Check out Our Review [WITH SPOILERS] of The Flash #1!
Writer: Joshua Williamson
Artist: Carmine Di Giandomenico
It’s amazing what some perspective can do. During the course of this debut issue of Flash, Barry Allen narrates the fact that he remembers the returned Wally West. This little bit of info allows the reader to feel like this Barry is “our” Barry, the Barry that was part of the DC Universe pre-New 52 and even the Flash of the Bronze and Silver ages. This one turn of narration makes Barry feel like he “matters,” that he is not simply an echo of marketing whims, and all of this makes this debut issue of The Flash really darn enjoyable.
But this issue is not only enjoyable for old school fans. It is accessible to new fans drawn in from TV as well, as Barry and his supporting cast are elegant in their simplicity. Barry acts like Barry, and Iris and the African American version of Wally West act in a manner that is narratively pleasant and wonderfully familiar.

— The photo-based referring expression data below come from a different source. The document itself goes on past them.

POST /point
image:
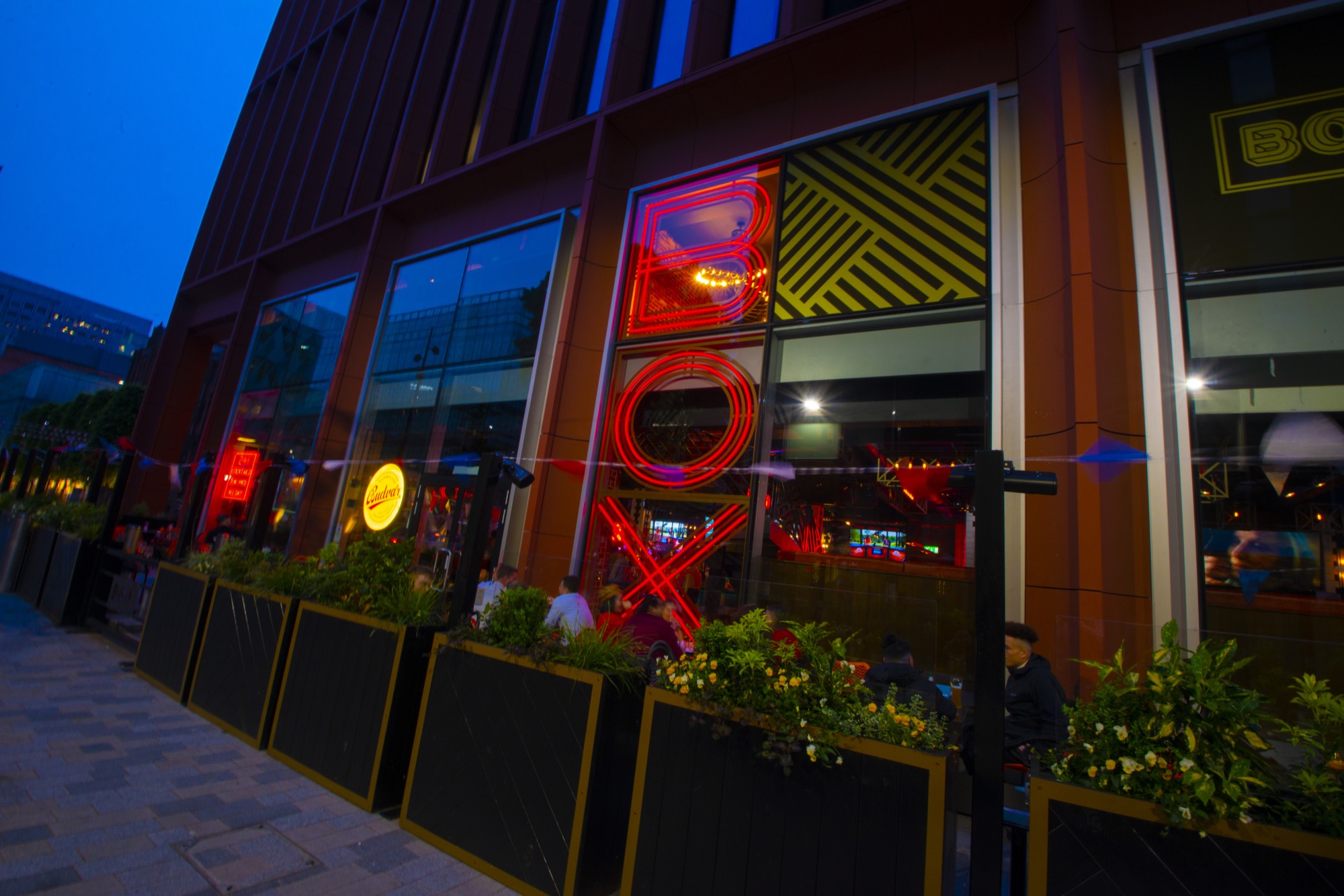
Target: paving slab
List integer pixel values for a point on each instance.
(110, 787)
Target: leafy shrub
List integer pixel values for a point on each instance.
(803, 697)
(517, 621)
(1315, 799)
(1182, 734)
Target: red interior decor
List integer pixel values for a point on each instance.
(674, 366)
(679, 287)
(661, 574)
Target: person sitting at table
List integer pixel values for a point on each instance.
(647, 628)
(898, 671)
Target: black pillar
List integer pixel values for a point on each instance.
(119, 492)
(100, 474)
(26, 476)
(478, 537)
(11, 464)
(45, 475)
(194, 504)
(264, 500)
(987, 788)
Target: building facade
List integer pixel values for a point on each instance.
(739, 280)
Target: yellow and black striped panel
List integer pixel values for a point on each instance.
(892, 218)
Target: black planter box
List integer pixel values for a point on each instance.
(346, 715)
(243, 652)
(170, 640)
(523, 773)
(37, 559)
(1087, 842)
(15, 542)
(712, 816)
(65, 594)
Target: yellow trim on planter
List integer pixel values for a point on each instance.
(935, 764)
(1044, 792)
(144, 627)
(583, 676)
(365, 801)
(251, 740)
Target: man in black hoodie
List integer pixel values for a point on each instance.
(898, 668)
(1033, 697)
(1034, 702)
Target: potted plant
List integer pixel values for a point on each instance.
(768, 762)
(1165, 784)
(75, 557)
(354, 674)
(548, 725)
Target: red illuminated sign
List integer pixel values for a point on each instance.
(674, 366)
(679, 287)
(239, 480)
(661, 574)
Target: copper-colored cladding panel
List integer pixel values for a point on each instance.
(349, 156)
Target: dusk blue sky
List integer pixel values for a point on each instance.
(114, 122)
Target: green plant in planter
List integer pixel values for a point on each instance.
(804, 697)
(1315, 797)
(1181, 734)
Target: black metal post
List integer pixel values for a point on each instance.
(189, 522)
(264, 500)
(100, 474)
(10, 467)
(45, 475)
(119, 492)
(478, 537)
(987, 787)
(26, 476)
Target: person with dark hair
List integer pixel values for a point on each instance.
(898, 671)
(1034, 699)
(571, 609)
(647, 627)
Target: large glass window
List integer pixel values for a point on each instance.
(451, 377)
(279, 406)
(1255, 130)
(772, 439)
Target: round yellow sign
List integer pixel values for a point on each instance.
(384, 496)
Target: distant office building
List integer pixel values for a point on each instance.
(56, 346)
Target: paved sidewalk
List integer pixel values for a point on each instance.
(108, 787)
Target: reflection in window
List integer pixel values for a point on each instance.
(597, 52)
(701, 255)
(451, 375)
(1267, 377)
(673, 21)
(279, 405)
(857, 538)
(755, 24)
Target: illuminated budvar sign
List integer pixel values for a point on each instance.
(1286, 142)
(384, 496)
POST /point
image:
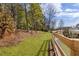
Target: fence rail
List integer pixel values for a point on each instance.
(73, 44)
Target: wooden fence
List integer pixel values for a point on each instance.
(73, 44)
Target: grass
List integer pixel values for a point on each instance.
(65, 48)
(31, 46)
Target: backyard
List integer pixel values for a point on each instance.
(32, 45)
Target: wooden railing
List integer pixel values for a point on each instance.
(73, 44)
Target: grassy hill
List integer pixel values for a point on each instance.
(32, 45)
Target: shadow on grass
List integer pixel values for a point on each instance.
(43, 49)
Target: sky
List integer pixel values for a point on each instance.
(68, 12)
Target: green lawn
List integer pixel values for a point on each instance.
(30, 46)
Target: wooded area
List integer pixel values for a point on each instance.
(29, 17)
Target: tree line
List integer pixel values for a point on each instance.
(25, 16)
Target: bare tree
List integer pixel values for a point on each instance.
(61, 23)
(50, 14)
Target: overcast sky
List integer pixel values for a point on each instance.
(68, 12)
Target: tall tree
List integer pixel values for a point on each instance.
(37, 16)
(50, 12)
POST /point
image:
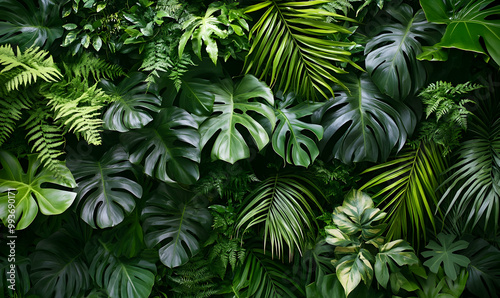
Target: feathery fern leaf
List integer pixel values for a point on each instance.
(11, 106)
(46, 138)
(409, 195)
(287, 48)
(24, 68)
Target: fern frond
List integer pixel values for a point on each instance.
(80, 115)
(89, 65)
(11, 106)
(46, 138)
(25, 68)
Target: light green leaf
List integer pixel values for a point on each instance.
(27, 191)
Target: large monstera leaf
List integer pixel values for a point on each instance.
(177, 221)
(391, 55)
(105, 197)
(59, 267)
(168, 147)
(363, 125)
(468, 24)
(232, 107)
(358, 215)
(132, 103)
(288, 137)
(28, 192)
(28, 24)
(120, 277)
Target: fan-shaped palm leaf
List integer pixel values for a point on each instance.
(282, 204)
(288, 47)
(364, 125)
(408, 194)
(474, 183)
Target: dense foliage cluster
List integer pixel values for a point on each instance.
(261, 148)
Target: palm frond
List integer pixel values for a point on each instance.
(473, 187)
(408, 194)
(288, 48)
(282, 205)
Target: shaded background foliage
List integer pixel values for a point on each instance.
(346, 148)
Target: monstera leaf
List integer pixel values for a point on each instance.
(178, 221)
(395, 252)
(231, 108)
(132, 103)
(391, 55)
(469, 23)
(197, 97)
(288, 138)
(445, 253)
(168, 147)
(26, 189)
(105, 198)
(59, 267)
(28, 24)
(358, 215)
(363, 125)
(120, 277)
(353, 268)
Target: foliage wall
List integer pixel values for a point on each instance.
(324, 148)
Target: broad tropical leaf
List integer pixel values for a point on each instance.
(120, 277)
(197, 97)
(232, 107)
(260, 276)
(408, 194)
(484, 268)
(177, 221)
(59, 267)
(469, 24)
(445, 253)
(288, 137)
(473, 186)
(282, 205)
(391, 54)
(363, 125)
(26, 189)
(353, 268)
(168, 147)
(200, 30)
(289, 48)
(396, 252)
(105, 197)
(133, 100)
(358, 215)
(27, 23)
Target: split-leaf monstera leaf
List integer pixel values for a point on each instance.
(132, 104)
(288, 137)
(363, 125)
(233, 108)
(28, 192)
(391, 55)
(177, 221)
(168, 147)
(469, 23)
(105, 196)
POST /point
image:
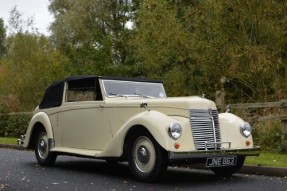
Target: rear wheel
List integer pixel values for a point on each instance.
(229, 170)
(42, 151)
(146, 158)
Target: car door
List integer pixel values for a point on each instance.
(85, 126)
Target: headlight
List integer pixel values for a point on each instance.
(245, 129)
(175, 130)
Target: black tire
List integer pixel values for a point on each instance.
(42, 150)
(147, 160)
(229, 170)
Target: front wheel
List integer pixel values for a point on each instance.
(42, 151)
(229, 170)
(146, 158)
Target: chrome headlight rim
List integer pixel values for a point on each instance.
(175, 131)
(245, 129)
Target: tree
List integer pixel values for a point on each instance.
(92, 33)
(242, 41)
(162, 48)
(2, 38)
(30, 64)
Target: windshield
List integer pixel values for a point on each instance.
(132, 88)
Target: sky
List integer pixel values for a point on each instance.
(38, 9)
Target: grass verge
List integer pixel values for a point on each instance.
(265, 159)
(8, 140)
(268, 159)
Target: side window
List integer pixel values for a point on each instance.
(83, 90)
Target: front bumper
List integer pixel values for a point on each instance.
(177, 156)
(20, 141)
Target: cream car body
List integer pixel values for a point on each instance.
(130, 119)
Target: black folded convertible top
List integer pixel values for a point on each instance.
(53, 96)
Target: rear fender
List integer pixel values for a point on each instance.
(155, 122)
(40, 119)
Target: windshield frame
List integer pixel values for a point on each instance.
(138, 85)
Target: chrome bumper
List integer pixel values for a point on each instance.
(20, 141)
(173, 156)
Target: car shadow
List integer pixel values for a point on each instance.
(173, 177)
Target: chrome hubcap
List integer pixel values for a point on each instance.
(143, 155)
(43, 147)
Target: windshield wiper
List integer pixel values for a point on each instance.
(118, 95)
(144, 96)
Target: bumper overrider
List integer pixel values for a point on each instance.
(20, 141)
(180, 156)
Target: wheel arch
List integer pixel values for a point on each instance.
(39, 122)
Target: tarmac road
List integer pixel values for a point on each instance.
(19, 171)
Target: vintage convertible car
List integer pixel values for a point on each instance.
(124, 119)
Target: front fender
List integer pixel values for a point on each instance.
(39, 118)
(230, 131)
(155, 122)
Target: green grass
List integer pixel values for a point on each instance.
(268, 159)
(265, 159)
(8, 140)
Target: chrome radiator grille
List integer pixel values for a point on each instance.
(205, 129)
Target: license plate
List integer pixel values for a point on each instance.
(221, 161)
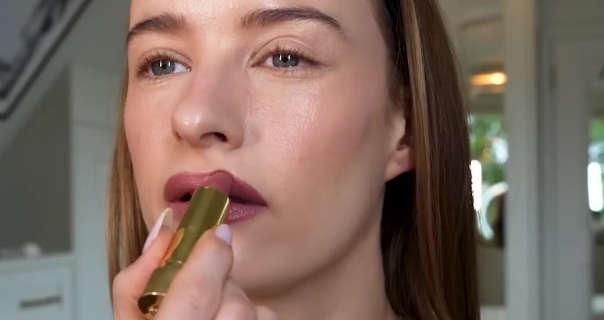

But this premiere issue plays more than the hits as it also introduces a police pal of Barry Allen’s named August Heart who has been seamlessly integrated into the Flash legend. Through Williamson’s skillful script, fans will get to witness the bond between Barry and this new cop character. Williamson makes the reader care as much for this new character as they well for the recently returned familiar characters of Flash lore.
It seems like The Flash will be the place to go for more and more Rebirth revelations, and this is a good thing because the creative team seems to be creating something special here. There is also some great character work done with the Flash as there is a heart-stopping sequence where Barry must deal with saving the victims of an apartment fire while his newly introduced friend August is in mortal danger. It’s amazing how Williamson just introduced August Heart, yet the reader will be begging Barry to hurry up and save this new addition to the world of the Speed Force.
Carmine Di Giandomenico does it all this ish as he handles the quiet scenes between Barry, Iris and Wally with the same visual fluidity as he does the action scenes. You guys, we may have finally entered a new age of greatness for Barry Allen and the Flash, one that could stand side by side with Mark Waid and Geoff Johns’ runs. Let’s hope things keep moving forward at such a pleasantly brisk pace.